The Great Australian Bight is a pristine marine sanctuary along the southern coast of Australia – more than 85% of the known species there are found nowhere else in the world.1
EDO has acted to conserve the abundance of life in the Bight and hold to account the corporations who wish to drill for oil and gas in its pristine waters.
The Need for Transparency
A key theme of our work in the Bight has been to ensure the public has access to critical information about what fossil fuel companies are doing — or planning to do — there.
The National Offshore Petroleum Safety and Environmental Management Authority (NOPSEMA) took over the federal Environment Minister’s approval powers for offshore petroleum projects in 2014. There have been a number of transparency issues with NOPSEMA since it took on this role. A review of the first year of operations following the handover found that stakeholders do not perceive NOPSEMA to be a transparent regulator and decision-maker.2
FOI Win on Potential Dangers
In 2018, EDO helped Greenpeace Australia Pacific obtain documents under Freedom of Information laws which reveal the potential dangers involved in drilling for oil in the Bight.
The emergency plans prepared by resources company BP to deal with an oil spill there were released after a two-year battle with NOPSEMA.
Greenpeace began the FOI proceedings in August 2016 and within months obtained the plans. However, the documents were heavily redacted on the basis that release of complete documents was contrary to the public interest, due to personal privacy and possible adverse business effects.
Greenpeace then sought EDO’s help in having the entirety of the documents released through external review by the Australian Information Commissioner (IC) of the NOPSEMA decision. EDO argued that there were no adverse business effects and it was in the public interest to disclose the entire documents in order to inform public debate, increase scrutiny of Government and provide the Australian community with access to information in line with the objectives of FOI laws.
Before the IC reviews were completed, in October 2018 NOPSEMA released all the documents, with only personal details removed.
The documents reveal ‘significant uncertainty’ about drilling in the area and the potential for serious impacts if a spill were to occur.
Kangaroo Island Whales
In another win for transparency, NOPSEMA was ordered to release key documents about seismic exploration activities in whale feeding grounds near Kangaroo Island, South Australia in January 2016.

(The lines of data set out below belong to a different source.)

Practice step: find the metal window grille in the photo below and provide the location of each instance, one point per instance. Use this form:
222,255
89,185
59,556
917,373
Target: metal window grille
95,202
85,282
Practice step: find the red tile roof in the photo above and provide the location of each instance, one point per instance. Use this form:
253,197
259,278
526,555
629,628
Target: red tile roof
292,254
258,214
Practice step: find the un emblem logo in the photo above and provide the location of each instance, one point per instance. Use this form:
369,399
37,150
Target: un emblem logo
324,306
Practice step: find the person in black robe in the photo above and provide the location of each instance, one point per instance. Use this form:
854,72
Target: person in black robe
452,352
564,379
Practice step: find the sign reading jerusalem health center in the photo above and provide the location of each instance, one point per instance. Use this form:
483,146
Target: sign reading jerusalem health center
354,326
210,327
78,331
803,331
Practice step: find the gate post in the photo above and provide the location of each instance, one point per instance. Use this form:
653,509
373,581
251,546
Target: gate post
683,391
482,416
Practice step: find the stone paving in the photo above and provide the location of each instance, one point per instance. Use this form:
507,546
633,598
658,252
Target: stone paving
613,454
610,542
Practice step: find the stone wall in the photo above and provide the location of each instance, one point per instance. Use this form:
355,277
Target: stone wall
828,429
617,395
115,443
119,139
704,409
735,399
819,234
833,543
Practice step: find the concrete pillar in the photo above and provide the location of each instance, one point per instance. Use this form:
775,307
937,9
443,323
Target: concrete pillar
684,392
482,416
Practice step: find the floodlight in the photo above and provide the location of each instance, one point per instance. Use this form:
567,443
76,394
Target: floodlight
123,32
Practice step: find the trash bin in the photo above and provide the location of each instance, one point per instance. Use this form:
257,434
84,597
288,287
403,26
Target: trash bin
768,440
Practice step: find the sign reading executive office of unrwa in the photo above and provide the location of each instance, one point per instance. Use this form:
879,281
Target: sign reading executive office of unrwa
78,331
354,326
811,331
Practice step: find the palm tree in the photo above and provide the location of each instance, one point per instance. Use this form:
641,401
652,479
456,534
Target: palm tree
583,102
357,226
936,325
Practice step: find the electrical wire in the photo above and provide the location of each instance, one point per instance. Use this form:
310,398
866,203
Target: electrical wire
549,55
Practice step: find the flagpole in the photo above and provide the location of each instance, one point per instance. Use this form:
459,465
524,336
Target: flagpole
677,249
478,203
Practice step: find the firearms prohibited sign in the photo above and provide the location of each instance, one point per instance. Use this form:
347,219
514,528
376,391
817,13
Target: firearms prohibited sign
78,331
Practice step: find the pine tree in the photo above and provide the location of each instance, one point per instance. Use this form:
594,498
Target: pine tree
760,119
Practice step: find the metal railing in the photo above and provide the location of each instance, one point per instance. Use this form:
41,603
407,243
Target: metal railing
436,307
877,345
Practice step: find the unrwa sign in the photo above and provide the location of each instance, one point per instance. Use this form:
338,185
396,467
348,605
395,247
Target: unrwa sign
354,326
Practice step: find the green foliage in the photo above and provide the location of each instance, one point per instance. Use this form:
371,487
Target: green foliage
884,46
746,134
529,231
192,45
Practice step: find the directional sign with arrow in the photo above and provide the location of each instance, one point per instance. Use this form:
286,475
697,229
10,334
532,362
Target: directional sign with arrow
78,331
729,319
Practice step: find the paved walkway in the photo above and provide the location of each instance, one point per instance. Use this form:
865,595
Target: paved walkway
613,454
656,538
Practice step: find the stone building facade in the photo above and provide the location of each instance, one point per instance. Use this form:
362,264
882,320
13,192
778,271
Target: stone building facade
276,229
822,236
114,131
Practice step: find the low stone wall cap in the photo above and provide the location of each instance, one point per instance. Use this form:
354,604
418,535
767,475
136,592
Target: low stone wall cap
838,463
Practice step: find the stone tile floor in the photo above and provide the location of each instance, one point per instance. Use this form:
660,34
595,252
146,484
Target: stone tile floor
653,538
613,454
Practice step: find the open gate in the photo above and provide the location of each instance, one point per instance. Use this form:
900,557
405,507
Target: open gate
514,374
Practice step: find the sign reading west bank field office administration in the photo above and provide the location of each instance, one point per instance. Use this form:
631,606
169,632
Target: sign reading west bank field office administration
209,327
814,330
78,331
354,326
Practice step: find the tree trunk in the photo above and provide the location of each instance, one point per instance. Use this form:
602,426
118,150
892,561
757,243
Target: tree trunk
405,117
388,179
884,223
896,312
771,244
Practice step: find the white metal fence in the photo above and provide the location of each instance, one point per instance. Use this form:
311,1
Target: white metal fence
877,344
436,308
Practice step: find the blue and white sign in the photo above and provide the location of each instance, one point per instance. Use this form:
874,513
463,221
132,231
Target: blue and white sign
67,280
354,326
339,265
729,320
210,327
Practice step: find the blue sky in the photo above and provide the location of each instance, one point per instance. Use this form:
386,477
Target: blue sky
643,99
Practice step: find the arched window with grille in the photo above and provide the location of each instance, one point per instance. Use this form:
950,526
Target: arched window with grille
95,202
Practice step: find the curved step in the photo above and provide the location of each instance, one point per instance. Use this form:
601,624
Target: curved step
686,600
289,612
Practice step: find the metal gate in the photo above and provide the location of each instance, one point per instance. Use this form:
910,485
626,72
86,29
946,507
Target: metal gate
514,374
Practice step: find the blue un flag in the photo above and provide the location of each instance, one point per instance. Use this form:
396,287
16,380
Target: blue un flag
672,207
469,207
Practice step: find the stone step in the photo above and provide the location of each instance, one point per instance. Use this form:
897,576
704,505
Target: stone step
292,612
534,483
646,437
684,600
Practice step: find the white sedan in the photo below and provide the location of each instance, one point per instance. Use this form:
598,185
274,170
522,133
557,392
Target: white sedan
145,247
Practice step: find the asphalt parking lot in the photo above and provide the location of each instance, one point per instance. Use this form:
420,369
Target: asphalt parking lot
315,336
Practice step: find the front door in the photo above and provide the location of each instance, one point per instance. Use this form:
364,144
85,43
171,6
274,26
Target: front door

The International Fund for Animal Welfare (IFAW), with the help of EDO, took legal action in the Administrative Appeals Tribunal in April 2015, after NOPSEMA refused to release its assessment documents and the full Environmental Plan for the seismic testing by Bight Petroleum.
Bight Petroleum objected to the release of the full Environmental Plan on the grounds that the release would adversely affect its business affairs. The Environmental Plan is the regulatory document with which Bight Petroleum must comply; without the full plan there is no way for the public to ensure the company is meeting its obligations under the law.
In addition, NOPSEMA refused to release its own assessments on the basis the documents would reveal its deliberative process. Without NOPSEMA’s own assessment of Bight Petroleum’s environmental plan, there was no way for the public to verify if NOPSEMA is properly fulfilling its regulatory functions, which includes assessing the impacts from proposed developments on matters of national environmental significance.
This was the first seismic exploration licence that NOPSEMA had assessed and approved after it received approval powers from the federal Environment Minister.